Rationale: The IDH1 inhibition mechanism is directly applicable to the ~5–8% of MDS/MPN patients carrying IDH1 R132 mutations, and two Phase 1b/2 basket trials (NCT03471260, NCT04493164) are actively co-enrolling MDS patients, providing L2-level evidence that the clinical hypothesis is already being tested.
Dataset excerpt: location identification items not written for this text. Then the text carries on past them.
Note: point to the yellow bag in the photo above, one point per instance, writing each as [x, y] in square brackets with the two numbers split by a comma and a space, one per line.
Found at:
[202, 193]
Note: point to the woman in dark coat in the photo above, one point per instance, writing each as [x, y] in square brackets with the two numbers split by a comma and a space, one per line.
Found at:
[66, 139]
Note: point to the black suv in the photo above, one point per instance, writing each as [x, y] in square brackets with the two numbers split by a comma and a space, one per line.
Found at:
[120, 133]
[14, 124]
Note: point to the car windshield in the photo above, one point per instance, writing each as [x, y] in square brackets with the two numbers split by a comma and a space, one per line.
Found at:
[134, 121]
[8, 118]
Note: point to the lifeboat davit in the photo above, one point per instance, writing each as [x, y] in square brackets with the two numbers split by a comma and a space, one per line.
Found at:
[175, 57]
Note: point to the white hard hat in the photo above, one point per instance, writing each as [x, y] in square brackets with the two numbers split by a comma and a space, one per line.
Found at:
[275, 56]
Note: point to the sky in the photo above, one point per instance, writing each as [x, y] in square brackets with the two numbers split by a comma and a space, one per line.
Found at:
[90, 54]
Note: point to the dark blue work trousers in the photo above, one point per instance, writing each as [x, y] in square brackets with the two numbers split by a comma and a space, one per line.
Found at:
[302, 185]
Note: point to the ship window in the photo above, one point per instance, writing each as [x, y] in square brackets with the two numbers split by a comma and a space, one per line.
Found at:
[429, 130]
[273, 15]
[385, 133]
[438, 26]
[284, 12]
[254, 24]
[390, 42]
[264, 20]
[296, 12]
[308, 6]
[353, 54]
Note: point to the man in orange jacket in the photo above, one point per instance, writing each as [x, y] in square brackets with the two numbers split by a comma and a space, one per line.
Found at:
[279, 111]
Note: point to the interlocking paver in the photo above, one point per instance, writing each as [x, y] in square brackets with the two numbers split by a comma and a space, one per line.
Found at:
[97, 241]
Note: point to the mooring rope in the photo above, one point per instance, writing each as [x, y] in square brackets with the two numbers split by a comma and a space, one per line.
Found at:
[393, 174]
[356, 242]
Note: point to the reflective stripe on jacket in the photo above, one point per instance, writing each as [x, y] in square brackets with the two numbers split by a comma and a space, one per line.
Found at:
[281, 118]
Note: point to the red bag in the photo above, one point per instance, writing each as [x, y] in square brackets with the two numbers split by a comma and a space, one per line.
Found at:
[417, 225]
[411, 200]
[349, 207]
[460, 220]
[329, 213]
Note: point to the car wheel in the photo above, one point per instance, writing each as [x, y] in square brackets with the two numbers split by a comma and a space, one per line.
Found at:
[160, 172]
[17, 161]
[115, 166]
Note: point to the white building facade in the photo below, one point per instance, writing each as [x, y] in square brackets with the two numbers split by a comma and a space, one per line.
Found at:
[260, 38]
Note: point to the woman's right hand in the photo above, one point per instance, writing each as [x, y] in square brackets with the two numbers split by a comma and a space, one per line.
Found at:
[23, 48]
To proceed, the following is needed:

  • Resolve blocking data gap: Obtain TFDA prescribing information (SmPC equivalent) via official PDF download and parsing to enable formal S1 safety assessment
  • Patient selection strategy: Establish IDH1 R132 mutation testing protocol for MDS/MPN patients (NGS or ddPCR); this is a prerequisite for any biomarker-enriched trial design
  • Regulatory pathway: Define Taiwan access route—NDA submission, compassionate use, or co-enrollment in an international basket trial (e.g., NCT03471260)
  • Sub-group data extraction: Request IDH1-mutated MDS/MPN sub-group outcomes from NCT02074839 investigators to quantify response rate and durability in this subset
  • Safety management plan: Formalize differentiation syndrome surveillance protocol and QTc monitoring plan prior to any expanded use in Taiwan

    Disclaimer

This content is for research purposes only and does not constitute medical advice. Clinical validation is required before any clinical application.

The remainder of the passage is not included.